- First published in The Pink on Saturday, October 27, 2012.
FASHION. It’s not really my thing.
Jeans, t-shirt and perhaps a suit for work, is the limit of my couture ambitions.
If it fits, feels right and I don’t feel like an eejit, then I’m fairly happy.
You can swagger along in your skinny jeans and tell me I’m out of date, but I’m really not that bothered.
Which is why I look on with despair about some of the comments I’ve read over the last week or so about Saints.
“Who plays 4-4-2 these days? It’s all about 4-3-3,” was one that caught my eye, mainly as I didn’t realise formations were dependent on the latest styles.
I was under the impression that were more like screwdrivers than dresses – if they work, use them, rather than worry about looking out of date.
As we all know, Saints have ditched 4-4-2 after what I consider to be two successful years of using it.
I’m not overly attached to it, but it worked and everyone seemed to know what they were doing. Happy days.
Now, the first team has changed over to 4-3-3. In itself, not a bad thing – plenty of sides use it.
The fact that the senior side had to change to bring it into line with the youth teams seemed odd, but then I’m not a coach. I would have thought the whole point of the youth structure would be to provide new talent for the first XI and, as such, should be tailored to suit the first team’s needs over the long term.
What does bother me, is that it doesn’t seem to be working.
The defence is looking too exposed without adequate cover in front of it.
The formation is only part of the system, but the system now seems set in stone and as a result is too inflexible to change – although no one really seems to know why other than pure bloody mindedness.
Now, an interview with Les Reed on the website 2nd Yellow from September seems to have given a bit more of a clue into how this works. In it, Reed, says the manager is only directly responsible for three first team coaches, suggesting that the influence he has is limited.
It also goes on to say that as a consequence any managerial change would have little impact, as everything else in terms of strategy and culture would stay the same.
Now, exactly what that means is open to interpretation, so I’ll let you come to your own conclusions.
What I will say, is that if everything at the club will remain the same, what benefit can there be from changing the manager?
Some things Adkins has done this season have baffled me – mainly how Rickie Lambert is being used and the use of substitutes.
Also, why spend £7m striker and play him mainly out on the left wing?

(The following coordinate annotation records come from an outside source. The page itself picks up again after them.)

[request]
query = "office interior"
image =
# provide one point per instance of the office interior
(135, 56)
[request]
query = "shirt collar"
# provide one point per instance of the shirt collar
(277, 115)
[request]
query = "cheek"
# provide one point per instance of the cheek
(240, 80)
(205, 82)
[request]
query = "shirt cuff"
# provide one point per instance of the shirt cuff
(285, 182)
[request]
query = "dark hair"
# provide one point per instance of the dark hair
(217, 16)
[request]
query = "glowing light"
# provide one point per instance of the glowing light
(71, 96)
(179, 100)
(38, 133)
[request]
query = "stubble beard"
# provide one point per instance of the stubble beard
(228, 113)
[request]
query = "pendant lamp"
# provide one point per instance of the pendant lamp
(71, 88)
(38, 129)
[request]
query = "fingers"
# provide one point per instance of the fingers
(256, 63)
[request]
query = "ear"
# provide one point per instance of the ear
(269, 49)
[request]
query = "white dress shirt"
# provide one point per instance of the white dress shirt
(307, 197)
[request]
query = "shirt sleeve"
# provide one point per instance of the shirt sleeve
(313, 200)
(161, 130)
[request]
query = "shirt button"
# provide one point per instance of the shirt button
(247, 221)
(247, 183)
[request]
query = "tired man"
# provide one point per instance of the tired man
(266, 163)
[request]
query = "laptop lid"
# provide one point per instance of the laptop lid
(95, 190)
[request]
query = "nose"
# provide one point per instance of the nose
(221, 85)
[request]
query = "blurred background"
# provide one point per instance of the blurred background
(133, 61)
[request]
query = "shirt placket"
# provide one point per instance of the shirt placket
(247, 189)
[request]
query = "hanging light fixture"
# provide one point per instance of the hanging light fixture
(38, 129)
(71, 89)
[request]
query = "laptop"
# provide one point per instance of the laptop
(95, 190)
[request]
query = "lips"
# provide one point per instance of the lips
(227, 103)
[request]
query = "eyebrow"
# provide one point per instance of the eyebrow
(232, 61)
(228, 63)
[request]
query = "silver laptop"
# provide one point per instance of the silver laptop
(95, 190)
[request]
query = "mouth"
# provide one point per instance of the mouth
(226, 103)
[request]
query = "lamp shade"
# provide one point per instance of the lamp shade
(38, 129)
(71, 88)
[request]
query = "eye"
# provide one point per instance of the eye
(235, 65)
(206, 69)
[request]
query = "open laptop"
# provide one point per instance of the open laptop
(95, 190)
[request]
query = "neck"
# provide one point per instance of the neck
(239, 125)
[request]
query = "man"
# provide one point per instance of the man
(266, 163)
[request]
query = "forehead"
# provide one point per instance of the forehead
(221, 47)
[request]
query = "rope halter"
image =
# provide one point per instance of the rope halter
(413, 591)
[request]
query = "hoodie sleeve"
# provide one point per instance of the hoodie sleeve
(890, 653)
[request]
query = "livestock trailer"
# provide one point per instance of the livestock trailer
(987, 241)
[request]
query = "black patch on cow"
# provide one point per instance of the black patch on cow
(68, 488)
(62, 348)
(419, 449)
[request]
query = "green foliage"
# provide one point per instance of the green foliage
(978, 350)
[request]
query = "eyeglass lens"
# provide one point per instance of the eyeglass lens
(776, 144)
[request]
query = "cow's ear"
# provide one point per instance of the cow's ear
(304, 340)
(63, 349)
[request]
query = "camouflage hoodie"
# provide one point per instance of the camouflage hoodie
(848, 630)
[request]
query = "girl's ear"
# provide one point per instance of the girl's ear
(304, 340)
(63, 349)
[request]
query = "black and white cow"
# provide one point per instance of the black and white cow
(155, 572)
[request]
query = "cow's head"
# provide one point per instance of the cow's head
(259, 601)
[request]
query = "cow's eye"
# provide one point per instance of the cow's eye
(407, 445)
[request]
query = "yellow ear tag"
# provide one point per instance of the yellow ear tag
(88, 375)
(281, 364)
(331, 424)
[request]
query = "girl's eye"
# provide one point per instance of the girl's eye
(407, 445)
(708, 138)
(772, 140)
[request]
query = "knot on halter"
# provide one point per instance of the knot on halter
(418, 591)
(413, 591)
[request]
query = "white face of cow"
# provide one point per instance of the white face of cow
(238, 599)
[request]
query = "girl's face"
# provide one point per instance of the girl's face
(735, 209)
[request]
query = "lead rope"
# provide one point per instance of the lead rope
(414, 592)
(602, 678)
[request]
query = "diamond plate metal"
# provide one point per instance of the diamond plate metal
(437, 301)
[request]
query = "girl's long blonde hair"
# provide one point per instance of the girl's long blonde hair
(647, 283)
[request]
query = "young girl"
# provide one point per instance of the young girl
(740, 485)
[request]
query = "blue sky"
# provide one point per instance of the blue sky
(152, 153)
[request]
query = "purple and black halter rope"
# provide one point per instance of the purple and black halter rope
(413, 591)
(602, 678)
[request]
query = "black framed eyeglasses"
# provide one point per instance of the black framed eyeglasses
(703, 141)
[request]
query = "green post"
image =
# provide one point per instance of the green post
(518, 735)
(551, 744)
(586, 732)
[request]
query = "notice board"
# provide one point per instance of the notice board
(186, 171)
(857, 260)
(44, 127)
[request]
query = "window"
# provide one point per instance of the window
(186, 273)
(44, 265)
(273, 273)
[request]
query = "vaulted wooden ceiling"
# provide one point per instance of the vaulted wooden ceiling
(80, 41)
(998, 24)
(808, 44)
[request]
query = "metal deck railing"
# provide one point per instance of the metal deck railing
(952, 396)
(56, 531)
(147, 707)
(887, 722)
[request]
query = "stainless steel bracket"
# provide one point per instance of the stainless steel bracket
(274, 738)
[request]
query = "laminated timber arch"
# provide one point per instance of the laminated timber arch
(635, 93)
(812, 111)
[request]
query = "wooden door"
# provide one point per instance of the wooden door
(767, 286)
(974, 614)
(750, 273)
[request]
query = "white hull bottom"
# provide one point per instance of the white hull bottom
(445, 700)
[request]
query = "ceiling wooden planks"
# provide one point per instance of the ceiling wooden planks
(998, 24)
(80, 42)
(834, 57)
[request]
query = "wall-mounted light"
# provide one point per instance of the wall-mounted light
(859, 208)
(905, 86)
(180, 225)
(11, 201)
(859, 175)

It’s almost as if he’s trying to make square pegs fit into round holes.
More than anything, I fail to understand why we have ditched a formula that was working for something else which clearly isn’t. Moreover, there’s a refusal to try anything else The adage goes, that to expect different results by doing the same thing is a symptom of insanity.
Someone is being stubborn and refusing to admit a mistake.
I don’t care if it works for Barcelona – I only want what’s best for Saints.
Be it, 4-4-2 or 8-1-1, tikka-taka or hoof ball, I don’t care.
What I do care about is that the team is able to settle on something that works for them.
Enough of the skinny jeans, let’s try something a bit more comfortable.